Studies have shown time and time again that lateral flow tests are only accurate in diagnosing coronavirus when they are performed by trained professionals.
The tests, which give results in less than 15 minutes, use swabs from the nose or throat. The samples are then mixed in a test liquid and placed in a plastic strip that can detect the presence or absence of the Coronavirus and then produce an image of a line, in the same way as a pregnancy test, to indicate whether it is positive or negative.
The Department of Health and the NHS are directing people to use the tests on themselves, although manufacturers of some tools say they should not be used as DIY wipes.
Both the scanning procedure and the use of the test cassette can be easily performed incorrectly and affect the accuracy of the test.
If the swab isn’t done long enough, or deep enough in the nose or throat, it may not pick up bits of the virus. Medical professionals can also use nasopharyngeal swabs, which go directly into the back of the nostril, while this is not recommended for people who test themselves.
If the sample is not properly inserted into the cassette, the result may be wrong, or people may misread the screen when it produces a result.
Precision self-test cutting from 79% to 58%
An evaluation by the University of Oxford and Public Health England found the Innova side-flow test, which is widely used in the UK, that its sensitivity – the percentage of positive cases it discovered – dropped from 79 percent to 58 percent when using it. By untrained members of the public rather than laboratory experts.
Based on this evaluation, officials pushed ahead and used it in a real-world self-exam experience.
The pilot in Liverpool is found to be less than half positive
When the same Innova test was tested on members of the public in Liverpool – with people taking their swabs and training military personnel to run the tests – the swabs picked up only 41 percent of the positive cases.
In the study, rapid tests revealed 891 positive results, compared to laboratory polymerase chain reaction swabs that found 2,829 positive results in the same group. This means that 1,938 people got a false negative from the rapid test.
The study did not compare this to rapid, professionally conducted tests, but the manufacturer Innova claims its test is 95 percent sensitive in laboratory conditions.
… but the test conducted by doctors in Slovakia is ‘low infection’
Although rapid lateral flow tests have become a bad press, officials in Slovakia used them on 5.2 million people – roughly 5.5 million people – in an experiment that a study later estimated had reduced the country’s infection rate by 60 percent.
The tests used were between 70 and 90 percent accurate, and all swabs and evaluations were performed by trained medical personnel.
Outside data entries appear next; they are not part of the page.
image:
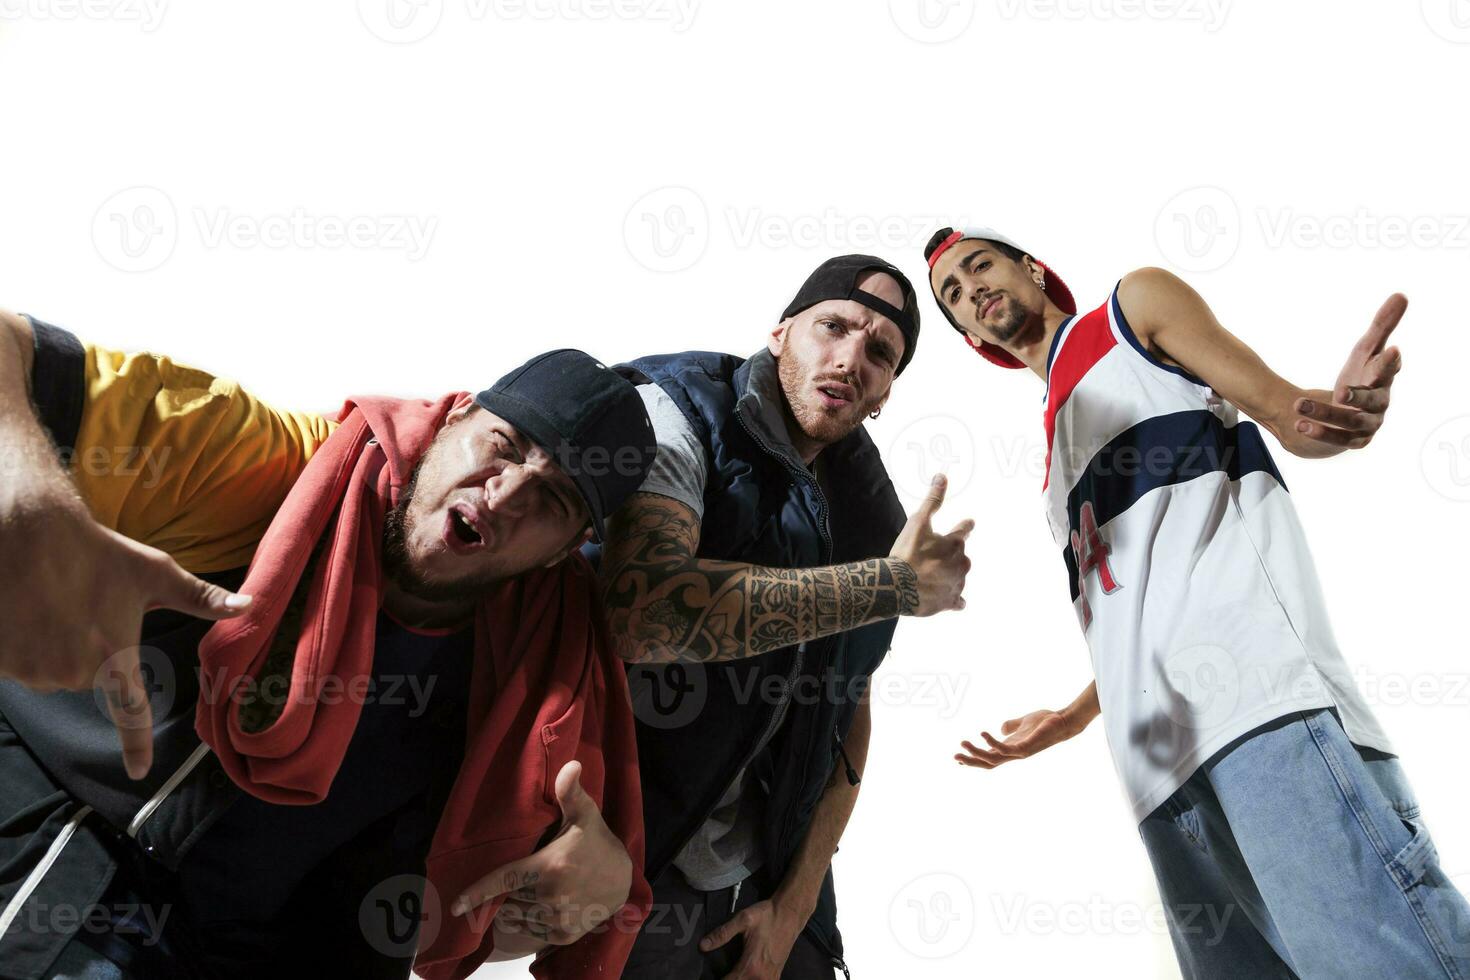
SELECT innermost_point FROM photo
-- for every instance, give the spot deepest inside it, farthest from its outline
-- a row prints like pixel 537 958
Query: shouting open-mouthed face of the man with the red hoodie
pixel 486 505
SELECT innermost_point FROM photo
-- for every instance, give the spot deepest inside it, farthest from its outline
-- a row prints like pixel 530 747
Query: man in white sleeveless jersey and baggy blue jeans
pixel 1284 837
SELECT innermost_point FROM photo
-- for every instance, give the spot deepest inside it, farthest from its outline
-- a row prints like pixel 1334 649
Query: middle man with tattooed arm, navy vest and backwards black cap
pixel 756 580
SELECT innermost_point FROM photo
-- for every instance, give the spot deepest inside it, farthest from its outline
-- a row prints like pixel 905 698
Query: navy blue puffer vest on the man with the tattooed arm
pixel 764 506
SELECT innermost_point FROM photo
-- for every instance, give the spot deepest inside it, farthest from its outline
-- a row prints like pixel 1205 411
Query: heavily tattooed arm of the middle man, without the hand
pixel 665 605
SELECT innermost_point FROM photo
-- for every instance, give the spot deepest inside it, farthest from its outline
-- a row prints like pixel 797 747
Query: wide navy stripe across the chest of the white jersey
pixel 1164 452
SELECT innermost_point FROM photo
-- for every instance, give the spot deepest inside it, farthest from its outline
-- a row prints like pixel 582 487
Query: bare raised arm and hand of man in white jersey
pixel 1175 321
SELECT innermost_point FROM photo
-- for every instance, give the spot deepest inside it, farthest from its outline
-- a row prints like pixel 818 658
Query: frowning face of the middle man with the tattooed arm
pixel 837 364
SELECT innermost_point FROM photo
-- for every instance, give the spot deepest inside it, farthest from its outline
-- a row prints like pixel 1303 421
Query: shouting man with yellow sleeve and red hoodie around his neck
pixel 405 737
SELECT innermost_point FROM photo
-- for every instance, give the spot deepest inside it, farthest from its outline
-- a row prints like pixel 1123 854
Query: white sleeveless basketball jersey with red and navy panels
pixel 1190 572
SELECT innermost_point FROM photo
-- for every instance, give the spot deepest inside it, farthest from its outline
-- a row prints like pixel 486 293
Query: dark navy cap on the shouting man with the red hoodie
pixel 587 417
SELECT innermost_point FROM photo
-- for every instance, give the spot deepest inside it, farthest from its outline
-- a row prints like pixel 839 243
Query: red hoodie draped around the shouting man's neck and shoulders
pixel 546 690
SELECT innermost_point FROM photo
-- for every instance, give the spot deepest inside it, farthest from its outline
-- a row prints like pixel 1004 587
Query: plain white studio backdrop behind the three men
pixel 414 196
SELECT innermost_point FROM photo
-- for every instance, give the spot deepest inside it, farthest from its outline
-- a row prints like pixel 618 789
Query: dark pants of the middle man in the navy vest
pixel 668 947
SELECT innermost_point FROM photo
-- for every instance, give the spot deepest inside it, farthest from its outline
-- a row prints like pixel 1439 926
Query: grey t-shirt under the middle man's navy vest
pixel 727 847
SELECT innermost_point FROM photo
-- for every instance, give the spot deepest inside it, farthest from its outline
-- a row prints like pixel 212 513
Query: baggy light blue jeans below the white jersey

They used swabs from the deep nasopharynx, which go to the back of the nose, while the self-test is generally based on a swab from the nostril only.
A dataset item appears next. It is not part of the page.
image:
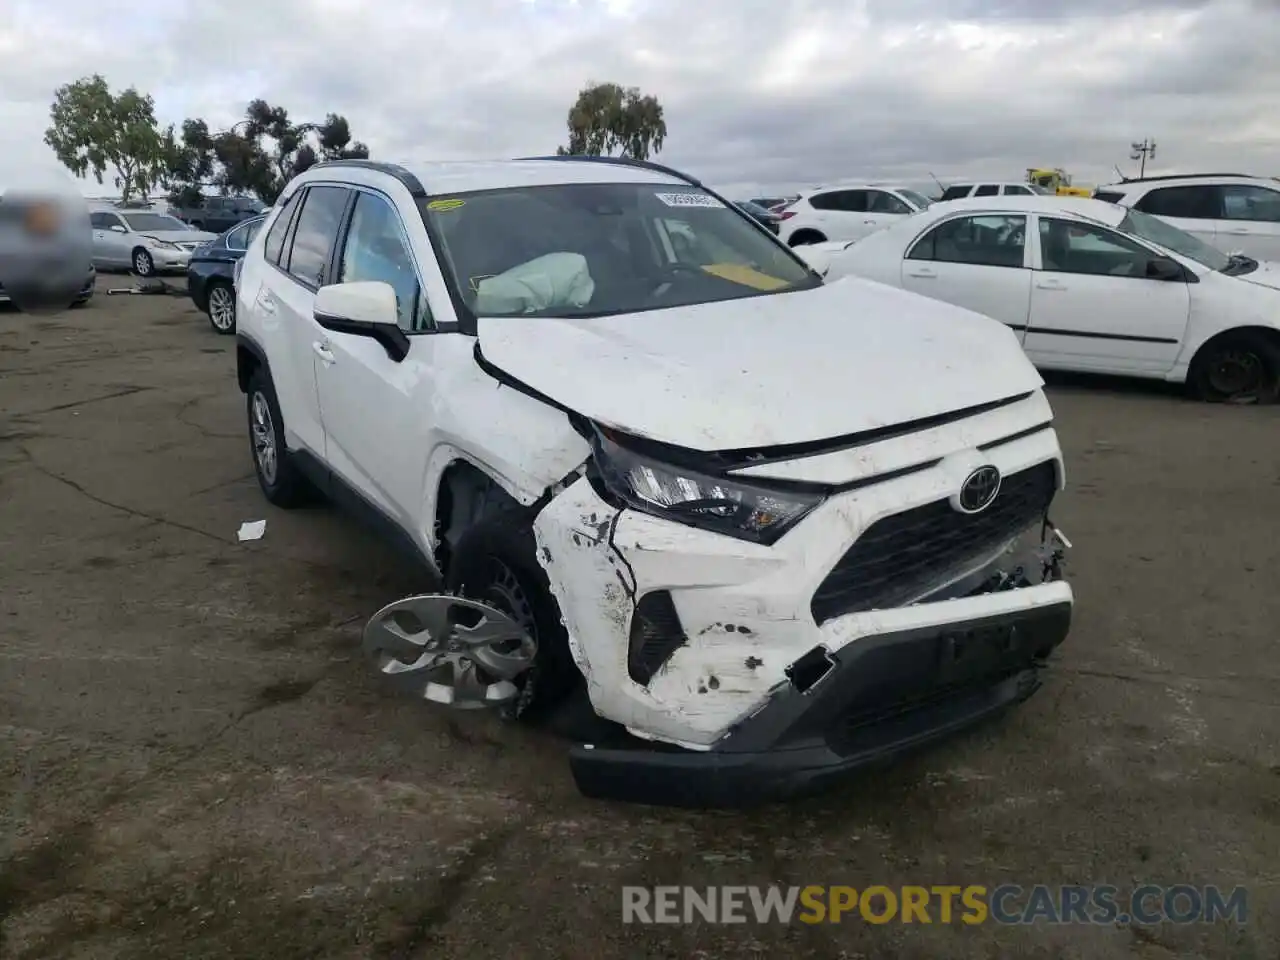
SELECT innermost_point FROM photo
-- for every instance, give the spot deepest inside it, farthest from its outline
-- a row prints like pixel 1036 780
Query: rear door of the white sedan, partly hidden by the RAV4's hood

Researchers from the London School of Hygiene and Tropical Medicine said the scheme succeeded in eliminating cases of coronavirus that otherwise could not be detected, cutting the number of cases by more than half in a week during the lockdown.
How are the rapid tests different from laboratory-based PCR tests
Lateral flow tests are an alternative to the gold standard PCR test – scientifically known as the polymerase chain reaction test – which is more expensive, more labor-intensive, but more accurate.
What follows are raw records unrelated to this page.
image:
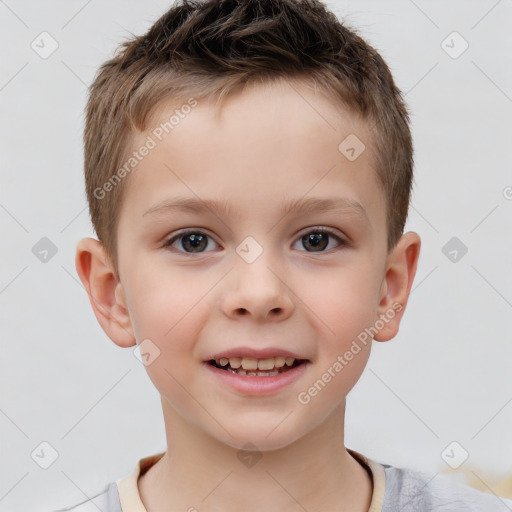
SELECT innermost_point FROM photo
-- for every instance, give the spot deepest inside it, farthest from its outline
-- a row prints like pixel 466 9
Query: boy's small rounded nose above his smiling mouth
pixel 257 290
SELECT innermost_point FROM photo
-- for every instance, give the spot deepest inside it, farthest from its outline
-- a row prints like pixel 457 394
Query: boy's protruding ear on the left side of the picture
pixel 105 291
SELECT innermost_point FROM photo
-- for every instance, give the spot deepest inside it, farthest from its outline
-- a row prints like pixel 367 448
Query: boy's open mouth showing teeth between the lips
pixel 250 367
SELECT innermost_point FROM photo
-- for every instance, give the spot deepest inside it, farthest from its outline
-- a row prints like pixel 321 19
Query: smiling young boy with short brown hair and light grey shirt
pixel 248 168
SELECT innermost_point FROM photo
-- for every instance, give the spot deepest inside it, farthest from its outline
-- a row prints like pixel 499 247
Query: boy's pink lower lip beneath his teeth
pixel 257 385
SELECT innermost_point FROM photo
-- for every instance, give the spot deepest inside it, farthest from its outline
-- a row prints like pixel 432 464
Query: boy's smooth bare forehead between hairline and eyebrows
pixel 269 144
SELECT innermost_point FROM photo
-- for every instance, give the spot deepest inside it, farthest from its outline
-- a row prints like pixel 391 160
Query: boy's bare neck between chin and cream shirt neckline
pixel 198 472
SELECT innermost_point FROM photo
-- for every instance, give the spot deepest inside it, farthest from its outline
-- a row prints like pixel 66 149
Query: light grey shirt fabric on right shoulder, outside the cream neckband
pixel 412 491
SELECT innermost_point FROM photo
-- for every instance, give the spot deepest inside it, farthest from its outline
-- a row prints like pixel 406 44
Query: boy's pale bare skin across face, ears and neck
pixel 270 145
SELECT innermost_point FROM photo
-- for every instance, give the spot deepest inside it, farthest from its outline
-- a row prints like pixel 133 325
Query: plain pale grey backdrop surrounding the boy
pixel 444 378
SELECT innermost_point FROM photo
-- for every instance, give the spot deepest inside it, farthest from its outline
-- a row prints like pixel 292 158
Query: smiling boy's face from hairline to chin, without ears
pixel 254 281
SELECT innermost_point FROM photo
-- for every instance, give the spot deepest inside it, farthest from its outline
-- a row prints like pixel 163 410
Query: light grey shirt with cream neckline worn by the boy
pixel 394 489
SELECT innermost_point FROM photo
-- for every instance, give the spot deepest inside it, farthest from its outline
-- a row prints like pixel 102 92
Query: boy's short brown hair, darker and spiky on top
pixel 210 48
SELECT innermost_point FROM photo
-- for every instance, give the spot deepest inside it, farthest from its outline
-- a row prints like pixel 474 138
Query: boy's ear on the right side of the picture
pixel 401 265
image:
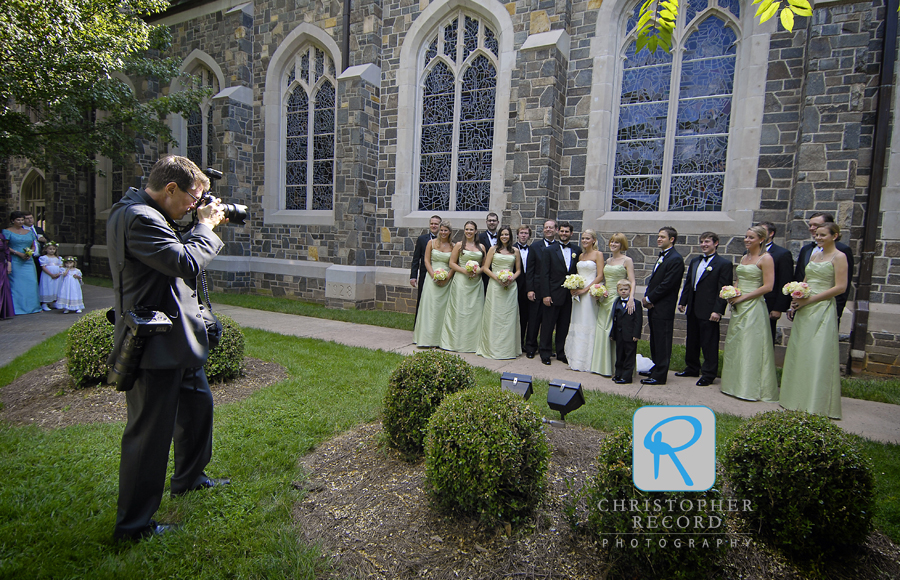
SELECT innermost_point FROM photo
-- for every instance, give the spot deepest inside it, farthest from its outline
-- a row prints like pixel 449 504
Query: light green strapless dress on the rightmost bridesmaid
pixel 811 380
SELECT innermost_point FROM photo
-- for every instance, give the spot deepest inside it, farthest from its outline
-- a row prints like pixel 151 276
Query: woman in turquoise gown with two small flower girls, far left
pixel 33 277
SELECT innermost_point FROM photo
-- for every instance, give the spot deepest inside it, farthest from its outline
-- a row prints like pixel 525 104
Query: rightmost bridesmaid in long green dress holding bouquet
pixel 811 380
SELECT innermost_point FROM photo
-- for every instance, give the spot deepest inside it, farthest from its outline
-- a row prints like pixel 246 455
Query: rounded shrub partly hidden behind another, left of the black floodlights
pixel 417 386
PCR tests also use a swab but are then processed using high-tech laboratory equipment to analyze the genetic sequence of the sample to see if any of them match the genes of the Coronavirus.
This is a very long and expensive process, involving multiple types of trained personnel, and the analysis process can take hours, as the whole process from a swab to a person receiving results takes days.
However, it is significantly more accurate. Under ideal conditions, the tests are nearly 100 percent accurate in detecting the virus, although this could be more than 70 percent in the real world.